Paavo Helde <
ees...@osa.pri.ee> writes:
> 10.05.2022 17:18 Tim Rentsch kirjutas:
>
>> Paavo Helde <
ees...@osa.pri.ee> writes:
>>
>>> So, in order to not lose these useful warnings in the avalanche of
>>> non-useful ones, one should use matching types in such simple code,
>>> it does not cost anything.
>>
>> That seems plainly false. Any change that incurs some programming
>> effort and disturbs what code is written obviously costs something.
>> A claim could be made that the cost is worth the benefit, but
>> clearly the cost is greater than zero.
>
> One can argue that it's using of mismatching types in a comparison
> which means non-zero programming effort.
That contrast is different than what I was talking about, but let
me respond to your comments here.
> If the types used in a comparison are of different types and
> especially of different signedness, the programmer needs to know the
> promotion rules which might depend on the operand sizes, which in
> turn might depend on the platform/implementation.
This is an overstatement. Comparing two signed types, or two
unsigned types, is always safe, regardless of the widths of the
types involved. It's only when one type is signed and the other
type is unsigned, and the unsigned type is "larger" than int, that
there is even just possibly a problem; for example, comparing a
signed type against an unsigned char, or unsigned short, or
unsigned bit-field whose width is less than the width of unsigned
int, will never give a result different than what the unconverted
values would indicate.
> The programmer needs to think through what happens when the signed
> operand becomes negative. Is it possible and what happens then?
These questions do need to be considered but that doesn't mean
they are difficult necessarily. If we see a code fragment like
int a[] = { ... };
for( Index i = 0; i < sizeof a / sizeof a[0]; i++ ){ ... }
it's immediately obvious that the value in 'i' is non-negative, no
matter whether the type Index is signed or unsigned. Almost no
mental effort is needed.
> Even more to the point, when a maintenance programmer comes around
> and sees the code, they have to think it through again, every time.
> Why are incompatible types used in comparison? Was it an oversight
> and is it possible it might cause problems?
This observation doesn't change the argument. Any factors needing
consideration for the original developer still need consideration
for maintenance work. The same kind of response applies.
> I will see that as a significant programming effort. YMMV.
No one is saying that there is no programming effort involved.
Whether the effort is _significant_ in each case is a different
question. Furthermore, the comments you make are looking at only
one side of the equation.
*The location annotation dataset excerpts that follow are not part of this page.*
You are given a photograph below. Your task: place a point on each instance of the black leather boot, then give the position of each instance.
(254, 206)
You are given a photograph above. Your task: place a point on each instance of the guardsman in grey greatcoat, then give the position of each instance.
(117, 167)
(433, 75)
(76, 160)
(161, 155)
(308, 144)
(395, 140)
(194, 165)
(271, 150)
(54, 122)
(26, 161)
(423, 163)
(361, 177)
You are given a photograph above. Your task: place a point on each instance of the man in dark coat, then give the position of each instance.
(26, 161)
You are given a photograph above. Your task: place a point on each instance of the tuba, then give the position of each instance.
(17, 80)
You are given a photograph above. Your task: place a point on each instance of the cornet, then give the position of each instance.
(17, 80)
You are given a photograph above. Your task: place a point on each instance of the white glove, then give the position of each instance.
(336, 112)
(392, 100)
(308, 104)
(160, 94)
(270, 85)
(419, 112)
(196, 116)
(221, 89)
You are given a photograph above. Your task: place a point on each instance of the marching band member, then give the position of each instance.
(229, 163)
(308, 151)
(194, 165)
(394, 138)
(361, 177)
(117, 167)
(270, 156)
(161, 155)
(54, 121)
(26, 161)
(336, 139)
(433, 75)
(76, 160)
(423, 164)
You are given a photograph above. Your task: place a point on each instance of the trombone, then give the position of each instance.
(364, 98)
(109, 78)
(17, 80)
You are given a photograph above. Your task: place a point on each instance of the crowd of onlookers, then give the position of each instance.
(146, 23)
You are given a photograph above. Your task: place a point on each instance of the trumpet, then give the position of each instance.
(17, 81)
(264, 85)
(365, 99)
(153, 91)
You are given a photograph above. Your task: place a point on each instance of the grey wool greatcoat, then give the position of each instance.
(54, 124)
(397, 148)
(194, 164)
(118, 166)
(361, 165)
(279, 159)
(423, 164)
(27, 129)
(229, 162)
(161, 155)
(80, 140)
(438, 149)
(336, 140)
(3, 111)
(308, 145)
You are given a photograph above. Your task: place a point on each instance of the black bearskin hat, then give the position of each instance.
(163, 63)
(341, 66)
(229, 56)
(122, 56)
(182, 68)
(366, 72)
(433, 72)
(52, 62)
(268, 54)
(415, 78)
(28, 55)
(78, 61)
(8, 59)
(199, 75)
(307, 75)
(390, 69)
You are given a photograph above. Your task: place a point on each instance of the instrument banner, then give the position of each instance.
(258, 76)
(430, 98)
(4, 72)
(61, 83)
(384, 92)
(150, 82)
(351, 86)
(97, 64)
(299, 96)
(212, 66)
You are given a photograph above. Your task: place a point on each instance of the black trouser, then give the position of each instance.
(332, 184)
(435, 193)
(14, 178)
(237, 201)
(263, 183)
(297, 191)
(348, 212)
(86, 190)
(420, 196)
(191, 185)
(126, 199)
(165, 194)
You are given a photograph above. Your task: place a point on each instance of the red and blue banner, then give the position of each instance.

It isn't always practicable to choose
the two types involved so that they must be the same; for example,
one type could be dictated by the type of a third party function
interface, and the other type could be dictated by language
semantics (subtracting one pointer from another gives a signed
type, but sizeof gives an unsigned type). Even when it is feasible
to give the two types the same signedness, doing that may entail
other tradeoffs that have their own costs. For example, if a
parameter 'n' has an unsigned type, we know that it has a
non-negative value. Changing the type of 'n' to be a signed type
would mean either more code in the function to accommodate a
possible negative value of 'n', or more mental effort during
development or maintenance to consider whether such code is needed,
etc (and quite possibly both). A proposed rule that comparands
should /always/ have the same signedness tacitly assumes that this
factor always outweighs all other factors. That assumption simply
isn't right: sometimes it does, but sometimes it doesn't.